Malware Detection using Collective Classification
Last Updated: December 15, 2025
This is a project focused on detecting malicious code regions within binary files using a graph-based collective classification approach, aiming to provide a more granular insight than traditional file-level malware detection.
Code: https://github.com/minlu21/collective-classification-malware-detection.git
Project Overview and Motivation
Traditional malware detectors often perform only file-level binary classification to determine if an entire binary is malicious or not. However, techniques like obfuscation can hide local malicious semantics, making file-level detection less effective.
To address this challenge, the primary goal of this project was to detect malicious code regions at a fine-grained level using control-flow graphs or program-dependence graphs. To do so, I utilize graph-based analysis through collective classification instead of relying on Graph Neural Networks (GNNs).
Why not GNNs? Collective classification offers several advantages over GNNs for this task, including:
- Simplicity and Interpretability.
- Low Computational Cost/Scalability.
- Explicit Handling of Edge Trust/Weight, resulting in more interpretable results.
The solution of this project is implemented in a two pass approach:
- We identify initial malicious regions using some algorithm. The starting malicious regions in this case are all basic blocks, as basic blocks are the fundamental units of our control-flow graph/program-dependence graph analysis.
- Using the initial identified basic blocks, we run a reputation propagation algorithm on the control-flow graph/program-dependence graph, enabling us to highlight further potentially relevant malicious regions.
Technologies
- ML Related: scikit-learn, PyTorch, SentenceTransformers, Huggingface
- General Binary/Graph Analysis: IDAPro, networkx
- Data Analysis: Matplotlib, seaborn
Implementation Overview
-
Dataset Construction and Preprocessing
- Dataset: 66 malicious PE binaries (from MalwareZoo) and 30 benign PE binaries (from Scoop) were used.

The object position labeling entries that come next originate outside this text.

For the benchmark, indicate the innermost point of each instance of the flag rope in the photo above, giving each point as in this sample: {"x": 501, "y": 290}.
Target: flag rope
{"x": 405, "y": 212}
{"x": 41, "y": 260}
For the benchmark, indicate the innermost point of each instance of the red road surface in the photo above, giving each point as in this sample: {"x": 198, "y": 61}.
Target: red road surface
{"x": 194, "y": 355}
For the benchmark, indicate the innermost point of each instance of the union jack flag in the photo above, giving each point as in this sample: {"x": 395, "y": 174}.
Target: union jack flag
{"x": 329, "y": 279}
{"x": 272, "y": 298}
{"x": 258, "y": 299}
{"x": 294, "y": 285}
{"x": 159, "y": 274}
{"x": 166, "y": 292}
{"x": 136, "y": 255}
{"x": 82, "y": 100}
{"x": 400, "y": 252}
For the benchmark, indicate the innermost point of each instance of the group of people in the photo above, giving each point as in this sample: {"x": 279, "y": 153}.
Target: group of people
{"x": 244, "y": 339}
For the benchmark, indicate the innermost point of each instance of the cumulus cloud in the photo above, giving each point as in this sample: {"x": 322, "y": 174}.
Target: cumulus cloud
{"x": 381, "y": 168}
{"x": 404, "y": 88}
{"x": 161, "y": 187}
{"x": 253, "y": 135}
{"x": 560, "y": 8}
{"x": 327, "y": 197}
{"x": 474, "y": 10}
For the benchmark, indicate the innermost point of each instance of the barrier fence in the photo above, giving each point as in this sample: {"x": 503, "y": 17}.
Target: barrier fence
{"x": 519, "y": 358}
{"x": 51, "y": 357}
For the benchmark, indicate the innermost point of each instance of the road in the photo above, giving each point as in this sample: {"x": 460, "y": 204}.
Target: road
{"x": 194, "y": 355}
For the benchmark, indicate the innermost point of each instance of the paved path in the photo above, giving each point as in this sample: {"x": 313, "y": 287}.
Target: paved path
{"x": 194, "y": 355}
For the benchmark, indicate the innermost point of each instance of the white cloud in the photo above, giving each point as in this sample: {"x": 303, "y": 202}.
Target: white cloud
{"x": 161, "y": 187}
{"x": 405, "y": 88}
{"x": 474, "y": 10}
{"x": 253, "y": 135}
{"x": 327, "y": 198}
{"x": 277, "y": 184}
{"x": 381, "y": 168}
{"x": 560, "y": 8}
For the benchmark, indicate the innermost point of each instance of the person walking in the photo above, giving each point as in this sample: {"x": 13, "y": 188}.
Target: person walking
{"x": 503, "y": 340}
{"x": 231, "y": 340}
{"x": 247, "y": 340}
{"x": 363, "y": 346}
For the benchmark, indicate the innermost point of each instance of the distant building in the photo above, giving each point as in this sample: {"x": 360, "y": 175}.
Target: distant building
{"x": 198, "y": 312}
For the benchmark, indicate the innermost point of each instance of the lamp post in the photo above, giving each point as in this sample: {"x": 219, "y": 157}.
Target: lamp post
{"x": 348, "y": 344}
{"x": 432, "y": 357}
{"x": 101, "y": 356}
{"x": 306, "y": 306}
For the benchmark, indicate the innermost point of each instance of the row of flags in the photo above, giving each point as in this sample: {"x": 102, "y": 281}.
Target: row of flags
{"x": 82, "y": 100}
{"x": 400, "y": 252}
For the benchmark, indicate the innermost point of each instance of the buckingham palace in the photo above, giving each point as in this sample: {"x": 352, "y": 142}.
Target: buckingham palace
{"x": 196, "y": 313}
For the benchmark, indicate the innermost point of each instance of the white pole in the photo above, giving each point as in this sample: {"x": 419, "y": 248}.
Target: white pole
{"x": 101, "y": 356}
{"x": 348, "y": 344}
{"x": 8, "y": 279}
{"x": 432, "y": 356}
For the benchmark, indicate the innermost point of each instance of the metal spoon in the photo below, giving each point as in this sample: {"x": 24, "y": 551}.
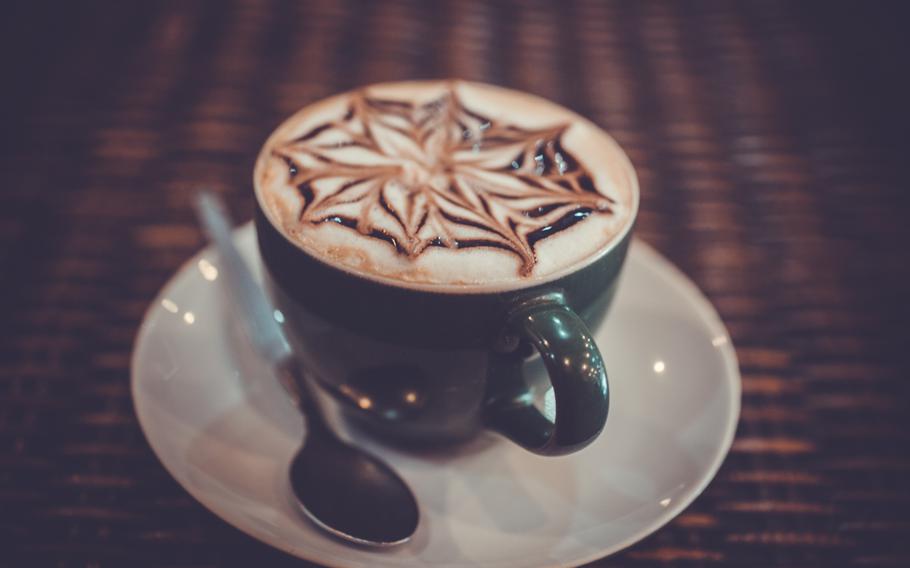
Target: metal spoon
{"x": 342, "y": 489}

- Graph Creation: Headless IDAPro was used to construct Control Flow Graphs (CFGs), which were then converted to Program Dependence Graphs (PDGs).
- Code Embedding: A BERT-Base model was finetuned for one epoch using the SimCSE loss (Multiple Negatives Ranking Loss) on the assembly code contained in the basic blocks. This unsupervised process ensures that similar code segments have nearby embeddings.
-
Identifying Initial Suspicious Regions To identify the initial suspicious basic blocks, unsupervised anomaly detection was used. This is because we do not have a labelled training dataset (where each basic block were identified as malicious or not).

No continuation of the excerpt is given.